A kubernetes API version incompatibility caused a proxy component to fail. This led to an outage of the public website, dashboard, demos and documentation pages. The engineering team identified the problem and implemented a fix by bringing up a replacement proxy.
The incident occurred on February 27, 2023 between 15:40 and 18:54. All times are in UTC.
Bitmovin uses a reverse proxy in front of the public website, dashboard, docs and demo pages. The technology used for this proxy are multiple instances of a Nginx Kubernetes Ingress Controller. The Kubernetes cluster on which these instances were running, was automatically upgraded to a newer version by our Cloud Provider. This newer version also deprecated APIs that were required for the operation of the proxy (Nginx-Ingress-Controller). This caused the proxy to fail to restart and thus no traffic could be served to properties residing under https://bitmovin.com/*
The public website https://bitmovin.com and the web applications hosted on that domain (dashboard, docs and demo pages) were not reachable and could not be used by customers. Our API, analytics and player licensing were not affected.

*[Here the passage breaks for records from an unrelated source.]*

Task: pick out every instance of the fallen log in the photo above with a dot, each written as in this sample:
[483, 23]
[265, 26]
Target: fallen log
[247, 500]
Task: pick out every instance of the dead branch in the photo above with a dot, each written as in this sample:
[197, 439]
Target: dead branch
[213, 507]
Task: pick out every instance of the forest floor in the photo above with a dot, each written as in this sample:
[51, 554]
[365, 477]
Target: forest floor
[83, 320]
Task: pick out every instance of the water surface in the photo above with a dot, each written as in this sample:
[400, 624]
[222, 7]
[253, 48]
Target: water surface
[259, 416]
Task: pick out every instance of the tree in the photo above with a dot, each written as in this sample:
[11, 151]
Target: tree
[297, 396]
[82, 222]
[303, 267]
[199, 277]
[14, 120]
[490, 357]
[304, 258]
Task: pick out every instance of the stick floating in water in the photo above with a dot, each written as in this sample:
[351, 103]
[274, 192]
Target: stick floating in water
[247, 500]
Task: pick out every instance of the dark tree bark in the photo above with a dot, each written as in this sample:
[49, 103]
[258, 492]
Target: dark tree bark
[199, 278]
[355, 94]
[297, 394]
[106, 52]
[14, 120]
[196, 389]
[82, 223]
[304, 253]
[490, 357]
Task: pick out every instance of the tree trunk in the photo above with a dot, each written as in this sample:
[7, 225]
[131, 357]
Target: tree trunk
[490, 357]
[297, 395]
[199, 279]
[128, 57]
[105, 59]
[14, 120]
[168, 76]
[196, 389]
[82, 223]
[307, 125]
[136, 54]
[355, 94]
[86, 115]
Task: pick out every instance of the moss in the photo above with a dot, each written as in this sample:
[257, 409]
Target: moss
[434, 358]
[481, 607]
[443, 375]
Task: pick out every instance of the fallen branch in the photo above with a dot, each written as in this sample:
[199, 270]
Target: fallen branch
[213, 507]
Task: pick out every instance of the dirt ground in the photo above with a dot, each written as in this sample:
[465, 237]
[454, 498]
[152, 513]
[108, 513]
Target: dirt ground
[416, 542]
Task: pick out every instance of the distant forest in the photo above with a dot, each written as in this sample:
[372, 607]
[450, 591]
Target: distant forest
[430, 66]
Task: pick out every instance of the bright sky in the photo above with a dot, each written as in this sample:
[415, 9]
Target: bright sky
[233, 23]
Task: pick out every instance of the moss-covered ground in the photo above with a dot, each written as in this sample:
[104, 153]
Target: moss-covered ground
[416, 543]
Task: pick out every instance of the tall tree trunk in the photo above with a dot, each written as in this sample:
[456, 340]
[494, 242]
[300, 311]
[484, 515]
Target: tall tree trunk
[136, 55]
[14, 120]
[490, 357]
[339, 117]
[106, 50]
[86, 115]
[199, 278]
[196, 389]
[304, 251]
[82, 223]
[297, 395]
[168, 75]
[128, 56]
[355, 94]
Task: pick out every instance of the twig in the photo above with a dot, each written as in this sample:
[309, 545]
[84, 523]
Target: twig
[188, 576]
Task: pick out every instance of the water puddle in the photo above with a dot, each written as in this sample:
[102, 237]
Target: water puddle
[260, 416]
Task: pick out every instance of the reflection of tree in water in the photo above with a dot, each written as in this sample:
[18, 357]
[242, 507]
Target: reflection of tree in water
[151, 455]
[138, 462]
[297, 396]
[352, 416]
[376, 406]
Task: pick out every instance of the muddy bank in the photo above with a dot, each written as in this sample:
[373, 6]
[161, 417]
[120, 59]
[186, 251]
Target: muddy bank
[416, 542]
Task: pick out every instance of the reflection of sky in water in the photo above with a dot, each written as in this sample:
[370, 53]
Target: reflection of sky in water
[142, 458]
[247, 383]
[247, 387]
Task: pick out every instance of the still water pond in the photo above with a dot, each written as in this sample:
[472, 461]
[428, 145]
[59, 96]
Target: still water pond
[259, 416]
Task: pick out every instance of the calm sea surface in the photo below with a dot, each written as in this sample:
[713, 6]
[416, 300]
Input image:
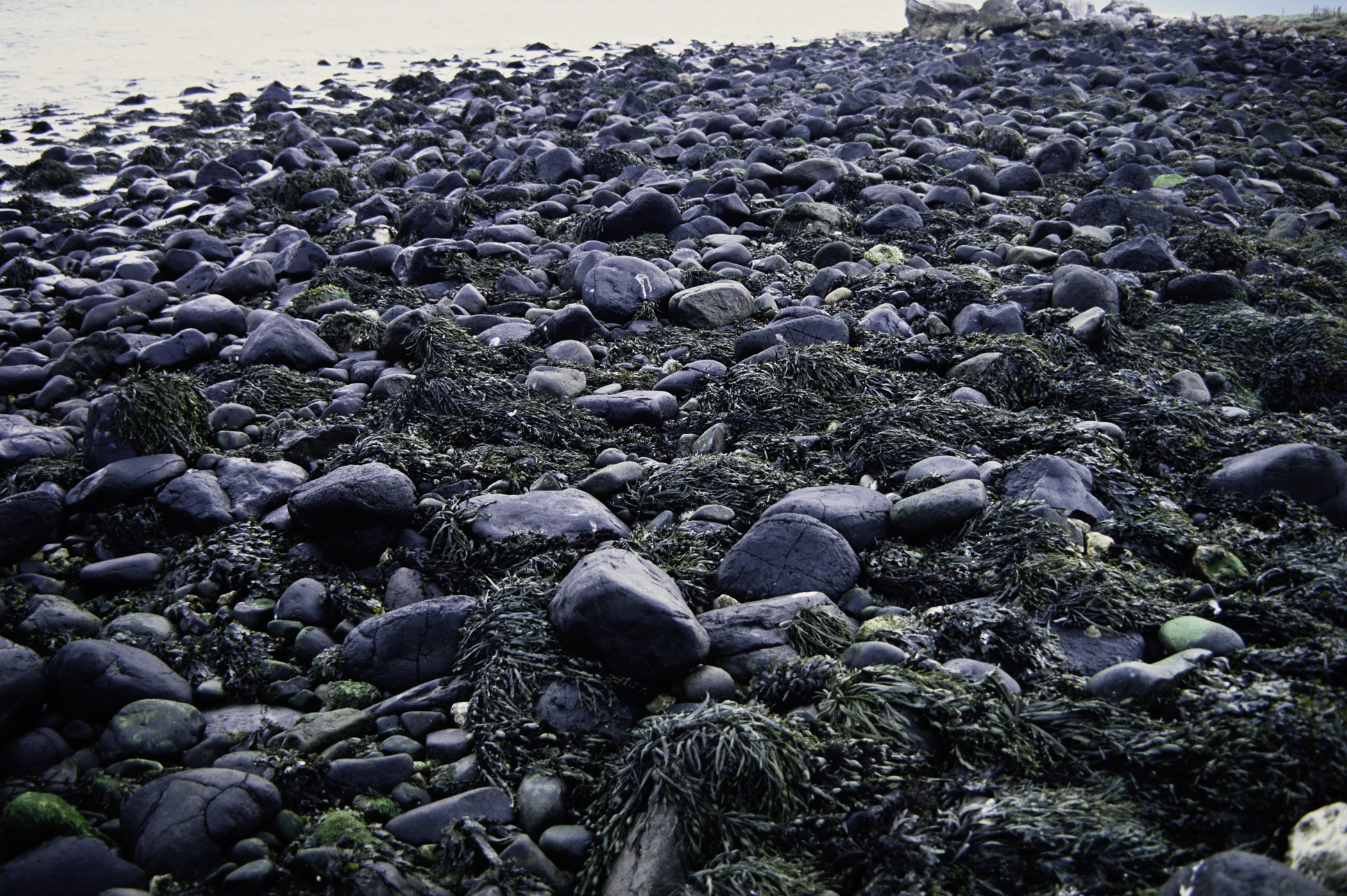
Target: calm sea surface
[71, 60]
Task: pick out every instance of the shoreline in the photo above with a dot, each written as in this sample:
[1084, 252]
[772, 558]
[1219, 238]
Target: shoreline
[864, 466]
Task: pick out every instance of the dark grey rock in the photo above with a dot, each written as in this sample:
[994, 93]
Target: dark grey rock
[422, 825]
[793, 326]
[71, 866]
[124, 482]
[21, 686]
[378, 772]
[212, 314]
[407, 647]
[28, 522]
[196, 502]
[1059, 484]
[617, 286]
[858, 514]
[569, 514]
[631, 409]
[180, 824]
[151, 729]
[1081, 289]
[93, 679]
[1238, 874]
[1309, 473]
[284, 340]
[629, 614]
[787, 554]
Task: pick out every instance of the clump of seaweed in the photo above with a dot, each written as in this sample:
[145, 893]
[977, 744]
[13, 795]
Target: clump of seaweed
[351, 332]
[164, 414]
[268, 389]
[729, 773]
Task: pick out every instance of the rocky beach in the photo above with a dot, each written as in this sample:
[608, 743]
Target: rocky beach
[901, 464]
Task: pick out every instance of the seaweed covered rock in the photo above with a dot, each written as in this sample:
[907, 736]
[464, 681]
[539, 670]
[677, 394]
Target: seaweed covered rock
[407, 646]
[181, 824]
[1309, 473]
[1063, 486]
[629, 614]
[787, 554]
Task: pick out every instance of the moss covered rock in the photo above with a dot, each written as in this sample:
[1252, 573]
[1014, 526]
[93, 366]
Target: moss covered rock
[34, 818]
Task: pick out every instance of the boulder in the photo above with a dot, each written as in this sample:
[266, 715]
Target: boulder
[410, 646]
[858, 514]
[629, 614]
[569, 514]
[787, 554]
[1309, 473]
[284, 340]
[181, 824]
[711, 305]
[93, 679]
[71, 866]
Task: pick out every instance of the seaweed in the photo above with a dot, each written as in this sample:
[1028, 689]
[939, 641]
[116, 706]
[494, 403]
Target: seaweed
[351, 332]
[164, 414]
[731, 773]
[271, 390]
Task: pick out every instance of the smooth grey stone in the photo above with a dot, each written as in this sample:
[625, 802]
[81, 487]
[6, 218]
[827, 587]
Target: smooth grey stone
[788, 554]
[1141, 682]
[178, 824]
[255, 489]
[1238, 874]
[629, 614]
[71, 866]
[21, 686]
[1081, 289]
[284, 340]
[379, 772]
[423, 825]
[34, 752]
[541, 804]
[759, 624]
[706, 682]
[947, 466]
[28, 522]
[711, 305]
[940, 510]
[410, 646]
[527, 854]
[448, 745]
[196, 502]
[1309, 473]
[873, 654]
[858, 514]
[977, 670]
[151, 729]
[989, 318]
[305, 601]
[1058, 483]
[566, 845]
[124, 482]
[135, 569]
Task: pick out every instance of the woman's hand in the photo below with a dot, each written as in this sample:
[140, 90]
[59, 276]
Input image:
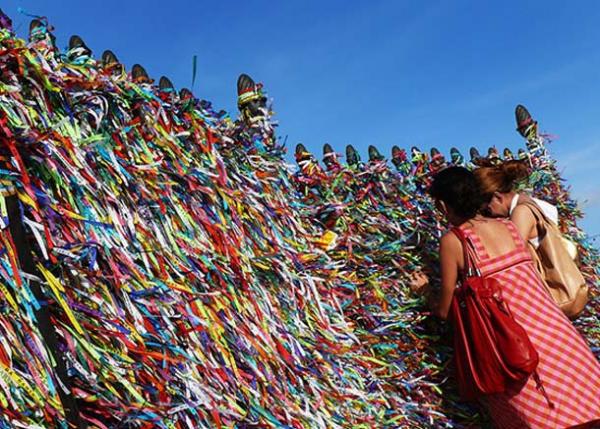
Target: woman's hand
[419, 283]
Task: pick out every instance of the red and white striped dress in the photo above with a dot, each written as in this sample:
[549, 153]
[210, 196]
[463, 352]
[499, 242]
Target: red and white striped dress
[569, 372]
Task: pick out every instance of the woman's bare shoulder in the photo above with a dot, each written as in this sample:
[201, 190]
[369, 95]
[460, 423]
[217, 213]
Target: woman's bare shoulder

After identifying the issue the engineering team started with multiple approaches to fix the problem. The most viable solution was shortly selected and the team started to bring up a new proxy instance outside the cluster. Step by step the applications were configured again in the proxy and checked for correct operation and monitored.
2023-02-27 15:40
Internal monitoring alerted the teams about the incident.
2023-02-27 15:48
The Engineering team started investigating the incident.
2023-02-27 16:00
The faulty proxy component was identified and the engineering team started attempts to upgrade to a compatible version of Nginx Kubernetes Ingress Controller.
2023-02-27 17:13
Attempts to upgrade the existing proxy component were abandoned and the engineering team started provisioning a bare-metal Nginx reverse proxy to resolve the situation.
2023-02-27 17:48
The Bitmovin Dashboard was online again.
2023-02-27 18:20
The Bitmovin Website and the demo pages were available again.
2023-02-27 18:41
The Bitmovin documentation was available again. The Engineering team kept monitoring.
2023-02-27 18:54
The incident was resolved.
The engineering team will adjust the monitoring, alerting and internal processes to better handle kubernetes version incompatibilities of the affected cluster.
The new proxy setup will also be extended to increase its resilience and it will be fully integrated into the existing configuration, deployment, alerting and monitoring tooling. This is part of an ongoing improvement specifically for the proxy component that was already planned and will lead to a simpler and better maintainable setup with no external cloud provider dependencies.